According to the Securities and Exchange Commission has issued the Corporate Governance Code for listed companies 2017 (CG Code) to encourage the board to apply Principles that are suitable for the business context of the Company, the Board of Directors has reviewed and implemented the oversight as follows: 1) assisting in determining the key objectives or goals aimed at creating the value of the business sustainably 2) as a guideline to support can achieve objectives or goals and 3) as a guideline for monitoring and evaluating the performance of the management and disclose operating results to stakeholders, aligned with the 8 Principles, as shown the table below;

UT Board’s oversight

SEC CG Code

Assisting in determining the key objectives or goals aimed at creating the value of the business sustainably

Principle 1: Establish Clear Leadership Role and Responsibilities of the Board

Principle 2: Define Objectives that Promote Sustainable Value Creation                 

As a guideline to support can achieve objectives or goals

Principle 3: Strengthen Board Effectiveness

Principle 4: Ensure Effective CEO and People Management

Principle 5: Nurture Innovation and Responsible Business

As a guideline for monitoring and evaluating the performance of the management and disclose operating results to stakeholders

Principle 6: Strengthen Effective Risk Management and Internal Control

Principle 7: Ensure Disclosure and Financial Integrity

Principle 8: Ensure Engagement and Communication with Shareholders

 

Practices that divert from CG Code

  • The chairman of the board is not an independent director (guideline 3.2.1) but is independent in the role of the chairman.
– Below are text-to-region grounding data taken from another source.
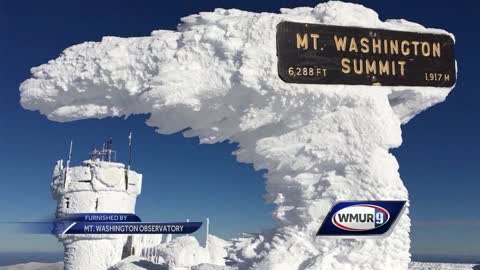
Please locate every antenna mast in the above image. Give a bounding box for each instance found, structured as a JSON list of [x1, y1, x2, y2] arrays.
[[101, 143, 105, 161], [66, 140, 73, 169], [125, 131, 133, 191], [64, 140, 73, 188], [106, 137, 113, 162], [128, 131, 133, 170]]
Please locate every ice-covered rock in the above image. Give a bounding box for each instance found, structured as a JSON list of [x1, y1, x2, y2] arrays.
[[20, 1, 456, 269], [151, 235, 228, 269], [156, 236, 210, 268], [206, 235, 229, 266], [111, 235, 229, 270]]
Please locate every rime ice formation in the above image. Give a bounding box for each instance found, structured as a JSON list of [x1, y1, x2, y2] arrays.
[[2, 262, 478, 270], [408, 263, 479, 270], [21, 1, 455, 270], [111, 235, 229, 269], [51, 160, 142, 269], [0, 262, 64, 270]]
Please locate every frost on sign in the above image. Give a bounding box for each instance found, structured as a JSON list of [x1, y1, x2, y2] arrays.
[[276, 21, 456, 87]]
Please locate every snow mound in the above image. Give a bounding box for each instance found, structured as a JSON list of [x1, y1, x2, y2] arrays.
[[191, 264, 235, 270], [153, 235, 228, 269], [206, 235, 229, 266], [156, 236, 210, 268], [112, 256, 167, 270], [19, 1, 456, 270], [409, 262, 478, 270], [0, 262, 63, 270], [112, 235, 229, 270], [2, 261, 477, 270]]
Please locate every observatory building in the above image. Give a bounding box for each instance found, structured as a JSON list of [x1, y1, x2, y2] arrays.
[[51, 138, 214, 269], [51, 138, 143, 269]]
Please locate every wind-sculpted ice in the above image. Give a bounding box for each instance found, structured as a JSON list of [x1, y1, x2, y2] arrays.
[[20, 2, 455, 269]]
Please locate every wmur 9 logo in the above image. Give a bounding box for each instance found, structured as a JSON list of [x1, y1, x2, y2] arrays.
[[332, 204, 390, 231], [317, 201, 406, 238]]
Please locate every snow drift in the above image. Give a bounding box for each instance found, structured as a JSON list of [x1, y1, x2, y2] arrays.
[[0, 262, 63, 270], [19, 1, 455, 269], [2, 262, 478, 270]]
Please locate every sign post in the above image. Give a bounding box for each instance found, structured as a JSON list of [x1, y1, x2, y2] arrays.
[[277, 21, 456, 87]]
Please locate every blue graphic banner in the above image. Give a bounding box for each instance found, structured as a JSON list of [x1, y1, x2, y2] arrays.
[[4, 213, 202, 235], [62, 222, 202, 234], [56, 213, 142, 222]]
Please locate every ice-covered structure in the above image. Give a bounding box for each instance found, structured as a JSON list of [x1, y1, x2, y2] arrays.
[[21, 1, 456, 270], [52, 145, 220, 270], [52, 158, 143, 269]]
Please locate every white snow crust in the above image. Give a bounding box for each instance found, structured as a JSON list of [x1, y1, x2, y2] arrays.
[[110, 235, 229, 270], [20, 1, 456, 270], [52, 160, 142, 216], [1, 262, 477, 270], [408, 262, 478, 270], [0, 262, 63, 270], [155, 235, 227, 269]]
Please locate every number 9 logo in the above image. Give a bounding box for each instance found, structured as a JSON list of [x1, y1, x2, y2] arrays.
[[375, 212, 384, 225]]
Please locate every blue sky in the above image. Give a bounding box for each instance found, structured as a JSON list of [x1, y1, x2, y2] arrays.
[[0, 0, 478, 258]]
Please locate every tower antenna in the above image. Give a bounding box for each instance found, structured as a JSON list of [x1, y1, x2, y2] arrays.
[[90, 144, 96, 160], [66, 140, 73, 169], [125, 131, 133, 191], [101, 142, 106, 161], [106, 137, 113, 162], [205, 217, 210, 248], [64, 140, 73, 188], [128, 131, 133, 170]]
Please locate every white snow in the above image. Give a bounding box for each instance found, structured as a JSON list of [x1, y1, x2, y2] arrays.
[[409, 262, 478, 270], [111, 256, 167, 270], [1, 262, 477, 270], [191, 265, 235, 270], [0, 262, 63, 270], [131, 235, 164, 258], [113, 235, 230, 270], [20, 1, 456, 270]]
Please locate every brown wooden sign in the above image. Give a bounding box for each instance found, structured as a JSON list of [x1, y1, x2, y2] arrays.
[[276, 21, 456, 87]]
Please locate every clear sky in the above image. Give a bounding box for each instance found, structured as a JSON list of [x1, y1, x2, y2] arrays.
[[0, 0, 478, 259]]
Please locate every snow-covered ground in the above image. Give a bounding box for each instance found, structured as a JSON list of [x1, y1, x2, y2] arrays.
[[0, 262, 477, 270], [0, 262, 63, 270], [125, 235, 229, 269], [19, 1, 457, 269], [409, 263, 478, 270]]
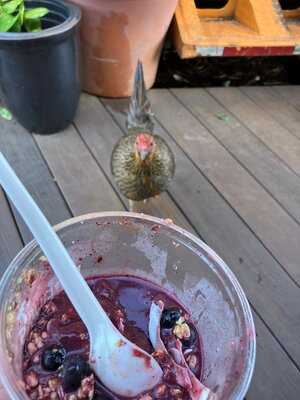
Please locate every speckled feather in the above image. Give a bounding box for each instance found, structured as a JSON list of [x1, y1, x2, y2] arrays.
[[111, 132, 175, 201], [111, 61, 175, 201]]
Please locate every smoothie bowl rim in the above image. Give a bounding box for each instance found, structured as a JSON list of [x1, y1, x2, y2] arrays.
[[0, 211, 256, 400]]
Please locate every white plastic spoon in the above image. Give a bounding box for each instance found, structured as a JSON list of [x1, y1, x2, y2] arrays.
[[0, 152, 162, 397]]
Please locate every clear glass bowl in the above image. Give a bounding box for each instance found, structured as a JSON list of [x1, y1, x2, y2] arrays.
[[0, 212, 256, 400]]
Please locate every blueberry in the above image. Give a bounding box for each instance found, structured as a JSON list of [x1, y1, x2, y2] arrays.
[[60, 355, 91, 392], [160, 308, 181, 329], [42, 345, 66, 371], [182, 324, 197, 350]]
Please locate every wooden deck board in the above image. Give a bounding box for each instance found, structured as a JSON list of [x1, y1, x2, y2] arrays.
[[34, 125, 124, 216], [171, 87, 300, 227], [248, 314, 300, 400], [241, 86, 300, 141], [0, 188, 23, 274], [208, 87, 300, 177], [0, 86, 300, 399], [150, 89, 300, 288], [272, 85, 300, 110], [0, 118, 71, 243]]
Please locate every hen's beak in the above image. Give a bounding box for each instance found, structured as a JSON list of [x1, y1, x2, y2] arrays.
[[139, 149, 150, 161]]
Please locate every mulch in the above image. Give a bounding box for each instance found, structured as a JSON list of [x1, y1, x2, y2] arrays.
[[155, 45, 300, 88]]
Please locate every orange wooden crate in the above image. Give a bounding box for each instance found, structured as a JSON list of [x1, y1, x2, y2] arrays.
[[172, 0, 300, 58]]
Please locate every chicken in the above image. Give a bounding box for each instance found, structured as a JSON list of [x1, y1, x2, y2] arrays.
[[111, 61, 175, 202]]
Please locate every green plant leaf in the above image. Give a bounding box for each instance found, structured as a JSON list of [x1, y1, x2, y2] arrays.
[[11, 13, 21, 31], [24, 17, 41, 32], [0, 107, 12, 120], [19, 1, 24, 25], [2, 0, 23, 15], [24, 7, 48, 20], [215, 112, 231, 123], [0, 12, 18, 32]]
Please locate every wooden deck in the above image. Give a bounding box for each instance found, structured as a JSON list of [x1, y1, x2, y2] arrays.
[[1, 86, 300, 399]]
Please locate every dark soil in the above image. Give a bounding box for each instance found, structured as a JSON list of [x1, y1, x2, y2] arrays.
[[193, 0, 300, 10], [194, 0, 228, 8], [155, 45, 300, 88]]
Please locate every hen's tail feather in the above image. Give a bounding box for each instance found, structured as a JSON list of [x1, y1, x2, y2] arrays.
[[126, 60, 155, 133]]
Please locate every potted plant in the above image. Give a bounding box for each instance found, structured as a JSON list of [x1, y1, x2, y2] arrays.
[[67, 0, 178, 98], [0, 0, 81, 134]]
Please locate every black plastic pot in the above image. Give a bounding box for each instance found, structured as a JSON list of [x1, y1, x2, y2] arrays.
[[0, 0, 81, 134]]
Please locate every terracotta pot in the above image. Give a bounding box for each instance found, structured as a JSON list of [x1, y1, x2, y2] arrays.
[[68, 0, 178, 97]]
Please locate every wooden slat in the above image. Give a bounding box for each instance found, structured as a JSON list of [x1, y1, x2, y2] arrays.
[[207, 87, 300, 177], [241, 86, 300, 141], [272, 85, 300, 110], [150, 89, 300, 288], [74, 94, 195, 233], [149, 89, 300, 365], [248, 314, 300, 400], [0, 118, 71, 243], [102, 92, 300, 398], [0, 188, 23, 275], [170, 87, 300, 226], [34, 124, 124, 216]]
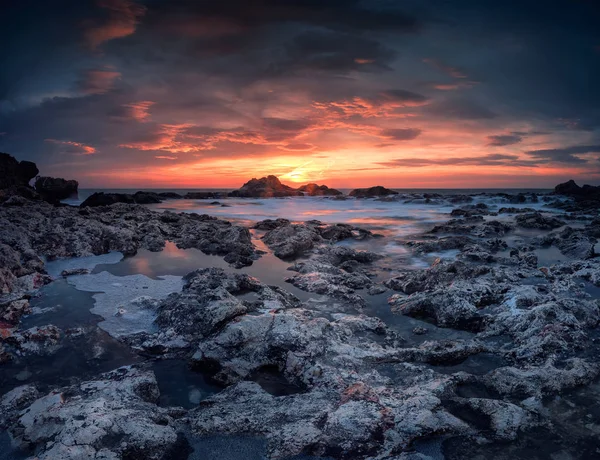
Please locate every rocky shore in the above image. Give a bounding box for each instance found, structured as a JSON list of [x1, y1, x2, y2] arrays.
[[1, 153, 600, 459]]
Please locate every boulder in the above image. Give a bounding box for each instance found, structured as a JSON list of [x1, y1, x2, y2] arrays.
[[34, 176, 79, 203], [80, 192, 135, 207], [229, 175, 303, 198], [297, 183, 343, 196], [349, 185, 398, 198], [0, 153, 39, 189]]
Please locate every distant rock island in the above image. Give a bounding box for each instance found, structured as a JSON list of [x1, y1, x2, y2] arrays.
[[349, 186, 399, 198]]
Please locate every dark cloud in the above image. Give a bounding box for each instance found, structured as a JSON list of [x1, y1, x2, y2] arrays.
[[425, 98, 497, 120], [380, 128, 422, 141], [525, 145, 600, 164], [378, 154, 537, 168], [487, 134, 523, 146], [76, 69, 121, 95], [281, 30, 396, 74]]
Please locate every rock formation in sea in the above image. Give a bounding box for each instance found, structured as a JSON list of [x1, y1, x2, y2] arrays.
[[297, 183, 343, 196], [228, 175, 304, 197], [34, 176, 79, 203], [348, 185, 398, 197]]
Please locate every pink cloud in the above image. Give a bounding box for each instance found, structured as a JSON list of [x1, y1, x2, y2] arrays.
[[85, 0, 146, 49], [45, 139, 97, 155]]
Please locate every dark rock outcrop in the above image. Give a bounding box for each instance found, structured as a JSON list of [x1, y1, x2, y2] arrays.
[[80, 191, 168, 207], [0, 153, 40, 203], [348, 185, 398, 198], [0, 153, 38, 189], [554, 180, 600, 209], [297, 183, 342, 196], [184, 191, 222, 199], [80, 192, 135, 207], [229, 176, 303, 198], [34, 176, 79, 203]]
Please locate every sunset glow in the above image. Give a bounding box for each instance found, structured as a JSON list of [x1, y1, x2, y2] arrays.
[[1, 0, 599, 188]]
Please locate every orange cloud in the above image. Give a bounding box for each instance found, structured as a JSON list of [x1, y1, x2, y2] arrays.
[[122, 101, 154, 122], [45, 139, 97, 155], [85, 0, 146, 49]]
Be the leader of the committee to supervise and promote the operation of the committee that is conducive to independent judgment.
  • The company does not set a policy for independent directors to hold office for a period of not more than 9 years from the date of being appointed to be the first independent director (Guideline 3.2.5), but the Company has set retirement policy of the board.
  • The company does not set the criteria for limiting the number of director positions in other companies (Guidelines 3.5.2) because there is some limitations of knowledge and expertise in the nature and types of textile business, as the directors have demonstrated that they can perform their duties effectively, achieving according to the Principle 3.5: The board should ensure that all directors are properly accountable for their duties, responsibilities and (in-) actions, and allocate sufficient time to discharge their duties and responsibilities effectively.